Friday, 26 March 2010

Orange Mud Cups

This week I had a go at combining two of my favourite cakes, the chocolate brownie and the lemon drizzle. Only, y'know, with orange because then it would be chocolate orange which is probably better than chocolate lemon. Anyway, the results were astonishing.

(makes 16 cupcakes)
185g butter
185g dark chocolate
3 eggs
275g golden caster sugar
1 medium-large orange
85g plain flour
40g cocoa powder
6 tablespoons icing sugar


# Put a small pan of water on to boil, and put a bowl on top. Make sure the bowl doesn't touch the water. Chop up butter and chocolate and melt them together in the bowl. Keep stirring and don't let it burn. That would be horrible. When it's all blended, take it off the stove.

# Turn your oven to Gas 4, 177c, 350f.

# Crack eggs into a large mixing bowl and pour sugar on top. Beat with an electric whisk for AGES. It does take ages. If you can do it with one of them olde fashioned acoustic whisks, then I commend your wrist action.
Whip until the mixture is really thick like an amazing custard.

# Grate the zest of your orange. Put about a quarter of it aside for later, stir the rest into the melty chocolate butter, which should be quite cool now.

# Pour melty chocolate orange butter into the egg mousse and use a spatula to fold it in. Keep stirring gently until it is well blended and you can no longer resist eating some.

# Sift flour and cocoa powder into the mix and stir again until it is looking like a cake batter.

# Set out a cupcake tray with paper cases and spoon about a tablespoon and a half of mixture into each. The cakes are going to rise quite dramatically in the oven, but will shrink again, so be generous. Pop in the oven for 15-20 minutes

(At this point I would like to say that doing them as cupcakes was a bit of a mistake on my part. What would work really well is greasing 8 or so ramekins with butter, splitting the mixture between them, and baking for about 30 minutes.)

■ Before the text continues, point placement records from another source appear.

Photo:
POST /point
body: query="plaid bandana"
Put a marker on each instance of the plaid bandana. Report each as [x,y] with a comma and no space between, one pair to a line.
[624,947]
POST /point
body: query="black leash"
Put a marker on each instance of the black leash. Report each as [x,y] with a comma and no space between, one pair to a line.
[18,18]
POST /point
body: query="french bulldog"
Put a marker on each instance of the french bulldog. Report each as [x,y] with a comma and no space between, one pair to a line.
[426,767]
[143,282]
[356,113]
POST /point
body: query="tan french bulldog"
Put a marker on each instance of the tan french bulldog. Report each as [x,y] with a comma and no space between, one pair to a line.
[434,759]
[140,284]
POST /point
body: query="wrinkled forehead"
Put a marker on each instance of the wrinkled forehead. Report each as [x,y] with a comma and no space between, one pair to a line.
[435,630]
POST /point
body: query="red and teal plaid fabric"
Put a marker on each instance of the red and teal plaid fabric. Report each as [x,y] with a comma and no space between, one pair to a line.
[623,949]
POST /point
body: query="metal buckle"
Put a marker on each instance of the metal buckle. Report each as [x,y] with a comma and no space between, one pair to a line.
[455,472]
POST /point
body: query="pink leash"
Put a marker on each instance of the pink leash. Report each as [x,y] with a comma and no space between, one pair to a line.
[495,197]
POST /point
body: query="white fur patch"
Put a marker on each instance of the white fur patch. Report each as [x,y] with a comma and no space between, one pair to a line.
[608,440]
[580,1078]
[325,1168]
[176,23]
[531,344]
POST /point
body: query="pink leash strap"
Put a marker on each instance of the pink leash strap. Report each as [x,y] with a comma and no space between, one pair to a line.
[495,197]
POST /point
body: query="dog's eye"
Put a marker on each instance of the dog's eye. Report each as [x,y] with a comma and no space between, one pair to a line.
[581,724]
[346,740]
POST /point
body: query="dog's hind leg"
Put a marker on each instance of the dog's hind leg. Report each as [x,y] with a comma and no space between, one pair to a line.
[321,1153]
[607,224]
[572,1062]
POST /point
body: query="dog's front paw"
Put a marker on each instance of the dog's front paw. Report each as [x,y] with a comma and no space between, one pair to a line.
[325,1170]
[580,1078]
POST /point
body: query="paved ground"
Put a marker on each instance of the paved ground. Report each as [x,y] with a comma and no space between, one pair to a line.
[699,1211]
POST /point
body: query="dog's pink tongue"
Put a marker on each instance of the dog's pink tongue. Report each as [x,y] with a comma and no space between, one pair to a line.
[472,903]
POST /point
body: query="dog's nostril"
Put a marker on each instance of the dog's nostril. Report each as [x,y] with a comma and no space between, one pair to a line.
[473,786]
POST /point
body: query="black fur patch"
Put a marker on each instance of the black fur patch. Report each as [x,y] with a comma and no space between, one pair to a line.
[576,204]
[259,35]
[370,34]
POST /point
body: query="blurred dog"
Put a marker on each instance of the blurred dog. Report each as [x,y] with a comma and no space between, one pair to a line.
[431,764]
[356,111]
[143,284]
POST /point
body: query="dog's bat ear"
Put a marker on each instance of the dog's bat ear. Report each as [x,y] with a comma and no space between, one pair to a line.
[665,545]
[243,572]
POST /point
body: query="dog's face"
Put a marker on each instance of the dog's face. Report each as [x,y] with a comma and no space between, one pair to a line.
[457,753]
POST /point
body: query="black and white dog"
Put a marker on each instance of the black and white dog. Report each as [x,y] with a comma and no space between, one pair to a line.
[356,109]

# While the cakes are baking, juice your orange and put that bit of left over zest in it. Sift in the icing sugar and dissolve it until you have a syrup.

# Test if cakes are done. They should be reasonably solid around the edges and have a crispy brownie-like crust, but very squishy if you poke the middle. Remove from oven if they're done, give them a couple of extra minutes if not.

# Once they're ready, prick the tops of the cakes with a skewer (or fondue fork) and pour about a tablespoon of the orange syrup onto each cake and leave for a few minutes to absorb. This is sticky and horrible and amazing.

# Eat a cake now if you wish. They are amazing warm, but they do rather fall apart, so get a spoon. If you do the cupcake version, leave them to cool completely and microwave for about 15 seconds to serve. If you do the mini-soufflé version, serve immediately with good vanilla ice-cream and pretend you've made a very posh orange chocolate fondant pudding, when what it really is is a Mud Cup.


Amanda said...

Where's the Horror in this?! I want one. Can you come and live in my kitchen?

howlie, said...

*is hungry*
I made chocolate orange fairy cakes not so long ago, chocolate cake, then orange butter cream icing.